I am so desperate to get out of this dilapidated property that I have searched endlessly for long-term rentals anywhere in this area. There are none, the long-term rental market is dead. Anyone who owns properties here has realised they can make the same money off tourists in a week, as what I pay in rent for a month. In the block of 6 houses including mine, I’m the only person here from October to March, the rest are all short-term holiday lets and second homes.

 

The only option left open to me is to try and buy a property. Except I’m not only competing with members of my community for the precious few housing stock that come onto the market. I am also competing with second-home owners and would-be holiday letters, whose city wages far outstrip my country wages. I have a good job which I have held down with the same company for 16 years. By local standards it should afford me a comfortable standard of living. I have no children or other dependants and am not married, therefore all my income is my own.

 

Nevertheless, my money does not stretch anywhere near the level that the housing market here is now at. A 2-bed house the same as mine a few doors down, sold recently for around £220-£240K without any modernisation. Being priced out of 99% of the housing market here, I have no choice but to look at small flats to buy. A flat I looked at only months ago, recently had its entire roof ripped off by a storm, such is the build quality.

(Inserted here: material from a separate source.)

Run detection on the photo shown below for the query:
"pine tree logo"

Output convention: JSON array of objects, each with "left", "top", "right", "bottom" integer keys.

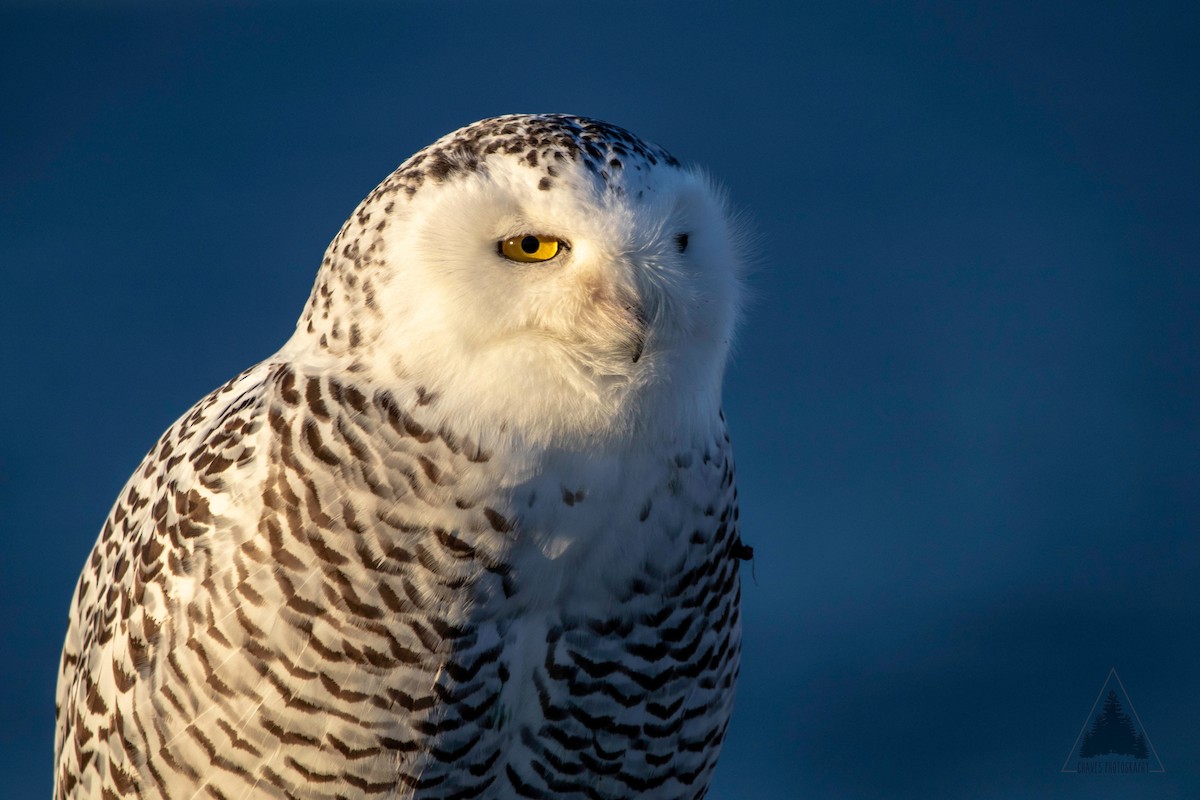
[{"left": 1062, "top": 668, "right": 1164, "bottom": 773}]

Had I liked the flat when I viewed it, I’d have been its unfortunate owner when the storm decimated its roof.

 

As it is, I am currently 12 weeks into purchasing a similar flat, built in the early 1960’s, which has no insulation in the walls or ceiling, no internal heating, penetrating damp, and a fire risk assessment whose recommendations for improvements have been ignored by the resident-formed management company since 2018. In the wake of Grenfell, I am aghast that a 9 flat, 3 storey building can have no common fire detection or alarm system, and that it’s management company can get away with ignoring a fire risk assessment which specifically outlined failings in compartmentalisation due to the individual flats not having fire doors, nor sufficient internal fire-stopping in the service ducts. I’m buying a flat on the top floor, and there is no fire escape. I am quite literally jumping out of the frying pan of my dilapidated rental house, and into the fire of a flat which is still not fit for purpose.

 

As there are no other properties in Tywyn or neighbouring communities that are within the range of my attainable mortgage, I have no choice but to proceed with this flat purchase. I have been saving for the last 10 years for my future pension, but I will now have to spend that entire amount just getting this flat up to standard. Then I’ll have no funds left to my name.

 

For me to be between these two appalling options, after getting a good education and working hard all my adult life, is soul-destroying. Had I not bothered to educate myself or get a good job, maybe had a couple of kids when I was a teenager, I could be living in social housing given to me for free with everything provided, for a nominal rent. Yet because I am part of this forgotten demographic of young professionals, I am invisible. I would be at the back of the queue for any help from the state.

 

Why won’t the Welsh Government stop this happening to our communities? The cry has been going unheard for 50 years regarding second home ownership, and the housing crisis is now beyond a joke. Our language is dying, our infrastructure is being stripped from our towns, and our communities are being torn apart whilst our villages are gentrified into nothing more than glorified holiday resorts. Here in Tywyn the Doctor’s surgery has just been handed back to the health authority, our Dentist has just closed, and our optician is long gone. What is the future of this town to be when we can’t afford to live in our own houses anymore, and can’t get basic medical provision?

 

The Welsh Government needs to put its people first, and support and enable us to restore our scattered communities. I shouldn’t have to face a choice between living in unsafe properties, or having to leave my family and community, just because other people think it’s acceptable to take our houses for their playthings. Homes should be homes.